今回は「たまには勉強会の内容レベルをご紹介しないとな~・・・横浜勉強会も決定したし・・・」と考えていた矢先に、既受講の先生から非常によろしい感じの報告を頂きました。

内容的には「アドバンスコース」で詳細まで行っている内容になります。

既受講の先生から見れば「え?そこまで出すのですか?」と言われかねませんが、コントロールしてご紹介します。
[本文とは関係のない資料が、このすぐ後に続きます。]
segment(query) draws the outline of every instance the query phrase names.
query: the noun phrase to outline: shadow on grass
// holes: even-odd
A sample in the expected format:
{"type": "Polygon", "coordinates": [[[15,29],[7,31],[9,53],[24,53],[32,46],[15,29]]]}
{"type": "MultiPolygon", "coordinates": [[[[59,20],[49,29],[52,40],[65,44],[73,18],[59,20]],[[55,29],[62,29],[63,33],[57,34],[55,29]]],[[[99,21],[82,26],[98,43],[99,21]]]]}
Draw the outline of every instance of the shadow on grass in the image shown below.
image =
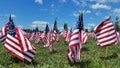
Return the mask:
{"type": "Polygon", "coordinates": [[[75,66],[77,68],[88,68],[90,63],[91,63],[90,60],[83,60],[80,62],[76,62],[76,63],[72,64],[71,66],[75,66]]]}
{"type": "Polygon", "coordinates": [[[89,51],[89,49],[86,48],[86,47],[83,47],[83,48],[82,48],[82,51],[89,51]]]}
{"type": "Polygon", "coordinates": [[[117,58],[118,57],[118,55],[117,55],[117,53],[113,53],[112,55],[110,55],[110,56],[107,56],[107,57],[100,57],[102,60],[109,60],[109,59],[115,59],[115,58],[117,58]]]}
{"type": "Polygon", "coordinates": [[[16,57],[11,57],[11,61],[13,62],[13,63],[17,63],[17,64],[19,64],[19,63],[24,63],[24,64],[27,64],[27,65],[34,65],[34,66],[37,66],[37,62],[36,61],[32,61],[32,62],[27,62],[27,61],[25,61],[25,62],[23,62],[23,61],[21,61],[21,60],[19,60],[18,58],[16,58],[16,57]]]}

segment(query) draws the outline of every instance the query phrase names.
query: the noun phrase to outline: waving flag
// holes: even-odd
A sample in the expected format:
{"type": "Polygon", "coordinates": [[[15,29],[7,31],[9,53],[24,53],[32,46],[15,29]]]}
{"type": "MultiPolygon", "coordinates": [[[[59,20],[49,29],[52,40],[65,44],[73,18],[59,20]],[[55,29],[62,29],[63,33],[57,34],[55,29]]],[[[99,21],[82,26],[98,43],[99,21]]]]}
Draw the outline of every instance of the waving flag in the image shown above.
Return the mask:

大事な話ですし、交通事故にまつわる実態もご紹介出来ますので。

今回の事案

・整骨院に1年ほど前に3ヶ月受診されていた患者さん
・事故当時から、過失割合で多少はもめている話を聞いてはいた
・原付バイクに乗っていて、横からぶつけられたので「20:80」くらいの過失割合ではないか?と患者さんは言っていた
・治療途中に東京海上日動から打ち切りされた
・後遺障害の申請はしていないらしい
・しかし今になって、患者さんが依頼した弁護士事務所からTEL
・TELしてきたのは事務所の事務員(パラリーガルと言う事ね)だが「弁護士の指示によりTELしています」と

さてここからが問題です。
以下、電話の趣旨

・過失は相手が50:50を主張して折り合いが付かない
・治療費も100万円行ってしまっている
・治療費を圧縮したいので健保使用を今さらながら巻き直して貰いたい
・医療関係、病院にも同様のお願いをしている
・過失割合を裁判で争う事は、2~3年くらいかかることなので避けたい
・私どもは患者さんの代理人ですので、味方になって何とかしてあげなくてはいけない

あきれ果ててモノも言えん・・・よく言えたな

先に医療従事者のよくある感情をセーブして頂きます

まず、この場合「自賠責は自由診療で、健保使うなんてケシカラン」

という、3流の考えはどうぞお捨て下さい。
物事の考えるべきポイントがぼやけます。

問題は、法律を守るべき職務の弁護士が、法令を犯す行為を医療従事者に課している事なのです。

そもそも・・・

健康保険は、健康保険法がある公的制度です。
その中には「健康保険施行規則」があり、健康保険を使用する旨においては、遵守しなくてはなりません。

 

今回の場合は、法律を守るべき弁護士が、法令を無視して一方的な利益追求をしている事から「過去遡及」を求めていますが、これはNGです。
施行規則53条には「被保険者証の提出」があるので、過去遡及は出来ません。

「え?請求期限は2年じゃ無い」という反論があるかたは、公的保険である健康保険を取り扱う重要さの意識が欠落しています。
そんな事は、まったくもって話にならない低レベル反論です。

つまり、患者さんの利益を求める損害賠償の話を進めたいから、医療従事者に法令違反を犯してくれと・・・
って、保険者が承認するしないの前に、根本的な事がオカシイだろ!

何のための「健康保険法」と「施行規則」・・・となるわけです。

ちなみに、健康保険の施行に関する罰則は、多岐に渡りません。
これが厄介で、罰則としては「取扱取り消し」しか無いのです。
(平成27年:関東信越厚生局確認済み)

要は、そこに関する不正により罰せらるということは、以後100%自費しか取り扱えずとなるのです。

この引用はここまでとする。